El segundo acto, que implica el reingreso en el armario del protagonista y el inicio de un nuevo proceso de emancipación, contiene no pocas contradicciones que desembocan en un desenlace que oscila entre lo gratuito y lo arbitrario.

Pero los problemas vienen antes, cuando de la grisura mortecina que aporta desde la dirección de fotografía Javier Agirre y el trabajo con el reencuadre, traducción formal del estado de un Vicente que apenas se puede mover, que no tiene un duro y que se ve obligado a retomar la relación con su hija, se pasa a la inyección de vitaminas visuales en forma de aparatosos travellings circulares y de secuencias de montaje que dotan de un contradictorio dinamismo a unos pasajes que demandan quietud (es justo lo contrario a lo que hace Claire Denis).

Una imagen de 'Maspalomas'

Una imagen de 'Maspalomas'

Todo ello sin olvidar los apuntes ideológicos escritos con un Edding 850 –el compañero de habitación de Vicente, encarnado por Kandido Uranga, diciendo que es de Vox nada más hacer acto de aparición– que también afectan al retrato del mundo gay. El binomio homosexualidad-vejez sobre el que se articula Maspalomas desprende el sabor amargo de las oportunidades perdidas.
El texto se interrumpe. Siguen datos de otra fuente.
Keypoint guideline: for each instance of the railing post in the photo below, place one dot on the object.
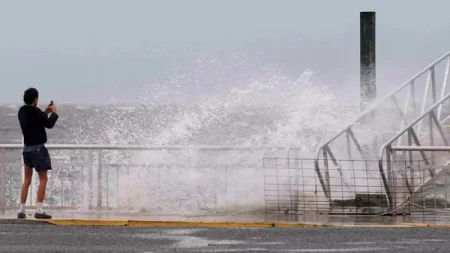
(391, 179)
(90, 178)
(2, 182)
(99, 180)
Pero para licencias de guion las que se toma Arnaud Desplechin en Deux pianos (2025), en la que, arteramente, rompe la linealidad de una trama sencilla para trufarla de golpes de efecto hasta que sitúa el relato en el lugar que a él le interesa.

Mathias Vogler (François Civil), un prestigioso y joven pianista –y guapo, aquí todos son guapísimos-, regresa a Francia tras una larga ausencia para preparar un concierto con la que fue su mentora, Elena (Charlotte Rampling). Esa vuelta le llevará a reencontrarse con Claude (Nadia Tereszkiewicz), mujer con la que mantuvo una relación y que ahora está casada con el que fuera el mejor amigo de Mathias, con el que, además, tiene un hijo.

Desplechin desmadeja los mimbres de ese argumento a voluntad, juguetea con el punto de vista y trata a sus personajes como si fuesen marionetas sin vida, salpicando el relato con una muerte tan imprevisible como caprichosa y abundando en las revelaciones inverosímiles y las confesiones afectadas.

'Dos pianos'

'Dos pianos'

La historia del artista torturado situado en un entorno burgués y, sobre todo, las relaciones que mantiene con las mujeres nos recuerdan que Desplechin sigue tratando de emular al Truffaut de El amante del amor (1977) o El amor en fuga (1979), eso sí, sin actualizar ni un ápice aquellos arquetipos en un ejercicio que, en pleno 2025, reviste un aire demodé poco alentador.